O roteiro também tem a inteligência de desenvolver a crise de Adonis ligando-a ao temperamento do seu pai e todas as noções de masculinidade que ele trazia. De fato, podemos comparar os dois filmes – Rocky 4 e Creed 2 – e ver a evolução do retrato da masculinidade no cinema para algo com mais nuances e profundidade, graças ao amadurecimento do protagonista durante a história. Pena que o filme não se aprofunde ainda mais nisso… Curiosamente, em Creed 2 quem menos tem a fazer é o próprio Rocky, limitado a repensar o relacionamento com seu filho, algo que já havia sido explorado – e aparentemente resolvido – no ótimo e tocante Rocky Balboa (2006).

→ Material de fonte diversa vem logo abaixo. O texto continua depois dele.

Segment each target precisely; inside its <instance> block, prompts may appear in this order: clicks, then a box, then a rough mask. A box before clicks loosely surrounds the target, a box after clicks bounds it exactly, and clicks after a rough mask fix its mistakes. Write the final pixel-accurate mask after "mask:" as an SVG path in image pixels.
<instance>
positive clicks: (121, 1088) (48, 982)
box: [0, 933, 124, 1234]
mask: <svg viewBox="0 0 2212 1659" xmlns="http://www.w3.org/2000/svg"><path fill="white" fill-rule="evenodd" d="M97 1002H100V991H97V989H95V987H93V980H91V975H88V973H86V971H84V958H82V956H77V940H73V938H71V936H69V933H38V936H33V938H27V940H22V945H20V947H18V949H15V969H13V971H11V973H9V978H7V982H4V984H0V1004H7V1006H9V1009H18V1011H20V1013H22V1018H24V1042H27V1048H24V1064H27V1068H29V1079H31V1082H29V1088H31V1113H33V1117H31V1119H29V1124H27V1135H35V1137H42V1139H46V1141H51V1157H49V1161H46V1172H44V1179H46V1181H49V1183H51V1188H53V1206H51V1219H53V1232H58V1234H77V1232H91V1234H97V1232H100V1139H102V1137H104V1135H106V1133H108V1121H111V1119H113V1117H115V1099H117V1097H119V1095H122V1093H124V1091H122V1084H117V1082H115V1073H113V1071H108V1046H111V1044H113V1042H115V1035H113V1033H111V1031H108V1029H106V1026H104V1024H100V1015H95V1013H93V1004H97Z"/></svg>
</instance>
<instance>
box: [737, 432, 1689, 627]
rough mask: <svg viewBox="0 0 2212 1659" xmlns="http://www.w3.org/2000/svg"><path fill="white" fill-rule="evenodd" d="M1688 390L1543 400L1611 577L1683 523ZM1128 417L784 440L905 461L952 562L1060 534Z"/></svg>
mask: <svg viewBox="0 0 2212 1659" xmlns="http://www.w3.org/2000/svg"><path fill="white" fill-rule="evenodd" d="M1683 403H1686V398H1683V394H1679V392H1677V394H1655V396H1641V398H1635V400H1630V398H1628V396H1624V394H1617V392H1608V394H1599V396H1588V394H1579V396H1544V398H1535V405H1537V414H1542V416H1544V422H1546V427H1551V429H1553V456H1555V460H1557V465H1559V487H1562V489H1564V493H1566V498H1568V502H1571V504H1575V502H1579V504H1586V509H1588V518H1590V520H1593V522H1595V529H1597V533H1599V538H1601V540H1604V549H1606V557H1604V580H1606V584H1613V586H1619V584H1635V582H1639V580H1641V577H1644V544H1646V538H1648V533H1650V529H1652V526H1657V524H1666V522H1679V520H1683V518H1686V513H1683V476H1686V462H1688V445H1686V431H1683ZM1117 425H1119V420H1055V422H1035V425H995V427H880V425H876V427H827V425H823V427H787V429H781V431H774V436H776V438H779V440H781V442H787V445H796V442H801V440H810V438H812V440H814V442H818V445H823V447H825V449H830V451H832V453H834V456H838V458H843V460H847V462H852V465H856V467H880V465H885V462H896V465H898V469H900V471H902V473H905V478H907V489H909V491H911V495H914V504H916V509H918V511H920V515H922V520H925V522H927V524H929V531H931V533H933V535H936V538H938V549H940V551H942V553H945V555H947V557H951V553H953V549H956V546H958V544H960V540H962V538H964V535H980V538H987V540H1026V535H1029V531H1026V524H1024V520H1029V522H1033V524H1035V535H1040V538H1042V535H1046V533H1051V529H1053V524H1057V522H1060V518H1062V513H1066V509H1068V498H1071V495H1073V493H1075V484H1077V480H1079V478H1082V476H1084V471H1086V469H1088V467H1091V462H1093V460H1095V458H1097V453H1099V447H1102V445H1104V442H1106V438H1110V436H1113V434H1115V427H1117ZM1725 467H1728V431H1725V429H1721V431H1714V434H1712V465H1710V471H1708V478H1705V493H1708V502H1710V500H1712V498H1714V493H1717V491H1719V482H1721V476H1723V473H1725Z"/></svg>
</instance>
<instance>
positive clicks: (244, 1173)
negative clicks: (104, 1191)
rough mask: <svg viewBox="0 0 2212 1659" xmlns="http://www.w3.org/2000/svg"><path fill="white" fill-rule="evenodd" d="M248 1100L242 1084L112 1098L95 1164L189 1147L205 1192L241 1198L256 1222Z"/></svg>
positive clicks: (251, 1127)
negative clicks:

E falando em termos de franquia: Creed 2 tem referências aos anteriores para agradar aos velhos fãs, boas cenas de luta – embora não tenha nada comparável ao plano-sequencia do longa anterior  nesse quesito –, a já clássica “sequência do treinamento” e ótimas atuações do elenco. Além de Jordan, que volta a demonstrar ser um poço sem fim de carisma, e de um Stallone mais abatido, mas ainda preciso nas várias sutilezas que compõem seu incrível personagem, Thompson, Lundgren e Phylicia Rashad como a mãe de Adonis brilham muito. E, de novo, é praticamente impossível não se emocionar ao presenciarmos os desfechos das jornadas desses personagens, muitos deles já conhecidos de décadas.

Mesmo não alcançando as glórias do seu predecessor, Creed 2 é mais um capítulo para se orgulhar numa trajetória cinematográfica que já dura mais de 40 anos, e que já foi dos exageros sinceros (e divertidos) dos anos 1980 até o contexto atual, diferente e mais esclarecido – espera-se. Tal como Adonis Creed, os filmes também amadureceram. E, para reflexão, não existiria o presente sem o passado, por mais que hoje em dia seja possível tirar um sarro daqueles filmes antigos, mas que ainda moram nos nossos corações.